At my team we are experimenting with dvc as an interface to work with trained models and datasets. So far it has been working nicely, but we found a mayor roadblock when it comes to permissions management.
In our ideal scenario, when a teammate gets access to one of our repositories in GitHub that person will only have access to the data from that particular repository. This permission should be given automatically by the fact that the person has access to the repository, with no need to modify roles in AWS.
However, this seems challenging to achieve through S3 + DVC. Our considered solution right now is to have a single S3 bucket with all our DVC repositories. If we grant access to all teammates to the whole bucket it would mean that they will have access to all the company’s data, which is less than ideal. So we were considering having a “Junior” role which we will have to give access manually to whatever specific S3 folders they need and a “Senior” role with access to everything.
This solution is suboptimal as we will need to handle different permissions for GitHub and for S3, which adds overhead.
Is there any other pattern we are missing here? Is there any easy way for a teammate to be given access to ONLY the dvc remote from the GitHub repository automatically?

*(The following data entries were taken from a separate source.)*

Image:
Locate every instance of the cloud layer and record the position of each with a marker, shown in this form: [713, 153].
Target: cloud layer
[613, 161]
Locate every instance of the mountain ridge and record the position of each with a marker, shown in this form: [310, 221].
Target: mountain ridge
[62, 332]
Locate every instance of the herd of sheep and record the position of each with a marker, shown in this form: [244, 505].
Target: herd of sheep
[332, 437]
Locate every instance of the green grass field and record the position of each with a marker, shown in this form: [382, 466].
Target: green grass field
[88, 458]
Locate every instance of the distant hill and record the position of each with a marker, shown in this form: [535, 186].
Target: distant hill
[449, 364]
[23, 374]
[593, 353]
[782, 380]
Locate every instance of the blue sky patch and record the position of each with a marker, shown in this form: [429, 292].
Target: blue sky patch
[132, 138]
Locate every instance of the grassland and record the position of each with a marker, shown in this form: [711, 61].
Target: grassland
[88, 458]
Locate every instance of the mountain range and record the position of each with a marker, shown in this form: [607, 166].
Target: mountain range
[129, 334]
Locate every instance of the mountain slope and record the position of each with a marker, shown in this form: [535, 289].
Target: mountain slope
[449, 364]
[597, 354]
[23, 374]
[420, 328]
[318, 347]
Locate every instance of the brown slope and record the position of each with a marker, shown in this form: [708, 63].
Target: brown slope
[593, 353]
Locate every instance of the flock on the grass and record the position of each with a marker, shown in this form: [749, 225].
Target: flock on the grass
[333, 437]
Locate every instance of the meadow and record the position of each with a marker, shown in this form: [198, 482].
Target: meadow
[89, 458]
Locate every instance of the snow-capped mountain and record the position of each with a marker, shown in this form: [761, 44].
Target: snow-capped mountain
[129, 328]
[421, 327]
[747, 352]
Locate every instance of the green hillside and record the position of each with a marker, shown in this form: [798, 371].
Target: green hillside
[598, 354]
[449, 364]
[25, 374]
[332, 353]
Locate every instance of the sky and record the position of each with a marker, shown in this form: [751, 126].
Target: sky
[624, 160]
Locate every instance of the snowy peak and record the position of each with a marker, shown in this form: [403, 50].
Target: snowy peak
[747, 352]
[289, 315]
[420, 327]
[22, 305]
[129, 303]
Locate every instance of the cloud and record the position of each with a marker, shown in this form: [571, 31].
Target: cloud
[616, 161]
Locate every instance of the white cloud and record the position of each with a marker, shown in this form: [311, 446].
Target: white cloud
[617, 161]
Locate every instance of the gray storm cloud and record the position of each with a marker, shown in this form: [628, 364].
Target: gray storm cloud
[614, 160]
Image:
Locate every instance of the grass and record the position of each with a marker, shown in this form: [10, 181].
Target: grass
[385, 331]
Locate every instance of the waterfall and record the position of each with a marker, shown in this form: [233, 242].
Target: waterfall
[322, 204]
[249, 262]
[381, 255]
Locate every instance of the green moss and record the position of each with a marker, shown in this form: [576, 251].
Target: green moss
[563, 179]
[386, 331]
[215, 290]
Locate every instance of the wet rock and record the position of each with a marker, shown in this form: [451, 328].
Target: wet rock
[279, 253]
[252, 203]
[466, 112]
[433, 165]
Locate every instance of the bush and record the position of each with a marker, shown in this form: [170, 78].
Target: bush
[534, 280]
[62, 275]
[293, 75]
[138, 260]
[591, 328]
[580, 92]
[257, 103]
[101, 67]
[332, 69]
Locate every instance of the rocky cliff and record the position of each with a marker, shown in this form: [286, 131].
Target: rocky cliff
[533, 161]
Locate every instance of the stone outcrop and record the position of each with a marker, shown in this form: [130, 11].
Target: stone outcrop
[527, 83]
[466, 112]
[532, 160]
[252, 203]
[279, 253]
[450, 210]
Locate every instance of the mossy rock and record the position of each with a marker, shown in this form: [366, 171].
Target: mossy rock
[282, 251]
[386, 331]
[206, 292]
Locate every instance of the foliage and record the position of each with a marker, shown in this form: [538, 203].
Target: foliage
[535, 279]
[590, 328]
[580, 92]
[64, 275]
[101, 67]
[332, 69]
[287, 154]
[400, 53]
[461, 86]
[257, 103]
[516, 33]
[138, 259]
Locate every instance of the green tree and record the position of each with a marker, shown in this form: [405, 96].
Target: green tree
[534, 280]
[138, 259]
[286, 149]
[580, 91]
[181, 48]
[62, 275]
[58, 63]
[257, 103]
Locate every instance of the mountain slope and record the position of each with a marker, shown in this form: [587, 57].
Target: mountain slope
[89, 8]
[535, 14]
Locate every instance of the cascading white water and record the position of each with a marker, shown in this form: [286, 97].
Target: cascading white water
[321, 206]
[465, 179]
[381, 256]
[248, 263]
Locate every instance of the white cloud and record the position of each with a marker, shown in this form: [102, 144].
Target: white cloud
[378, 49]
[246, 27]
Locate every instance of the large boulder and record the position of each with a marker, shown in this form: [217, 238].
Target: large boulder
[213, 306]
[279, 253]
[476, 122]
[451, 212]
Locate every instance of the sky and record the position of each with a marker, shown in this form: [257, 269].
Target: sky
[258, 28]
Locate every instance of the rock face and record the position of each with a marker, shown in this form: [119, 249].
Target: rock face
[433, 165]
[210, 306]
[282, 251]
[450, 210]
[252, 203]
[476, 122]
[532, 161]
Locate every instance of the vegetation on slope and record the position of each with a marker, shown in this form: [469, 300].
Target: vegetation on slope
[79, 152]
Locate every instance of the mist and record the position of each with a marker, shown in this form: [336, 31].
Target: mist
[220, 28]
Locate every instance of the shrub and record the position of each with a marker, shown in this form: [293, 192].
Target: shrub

Hi @Javi, thank you for asking! This is a very good question and two possible solutions:
Workflow level. You can allow write/push access to the bucket only for bots/virtual-users that will push data to the bucket through CI/CD only after approved pull requests in GitHub. While all the users will have read/pull access from the bucket.
User level. The way you describe it. We are in the design stage for this feature. It would be great if you can help us with the design and requirements.
I’d be happy to help you and go deeper into the solutions. Please let me know if you are open to a chat - please shoot me a Hi email to my-first-name at iterative.ai
Has there been any update on the User Level permissions for DVC? My company is also evaluating DVC as a data versioning option and would love to see integration of this with S3.
@coleary There is still no built-in support for this, but there are a few workarounds that can work for this. I haven’t tested any of them, and I think they will require some at least minimal setup, but I can try to help with some feedback and brainstorm the solution.
Would it be possible in your case to assume that there is a remote setup per repository, and is it enough level of granularity if we assume that if personal has an access to a repo also has access to the remote storage? Or at least that we don’t have to manage access on S3 in a way that one person has access to some files and doesn’t have to other.
Then options that I have in mind:
Take a look at saml.to that helps to assume a role based on some configuration file on GH. E.g. you can say that people have an access to a repo or are part of some team have access to a specific bucket on remote.
I like this one better, but it’s a bit more involved. Create a JSON/YAML file in a repo and CI/CD action that would use terraform or AWS CLI to manage team permission as this file is being updated. This way you would be able to explicitly say that users A, B, C have access now.
Alternative is to have a cron scheduled GH action that checks for the team members in some team and updates S3 permissions accordingly.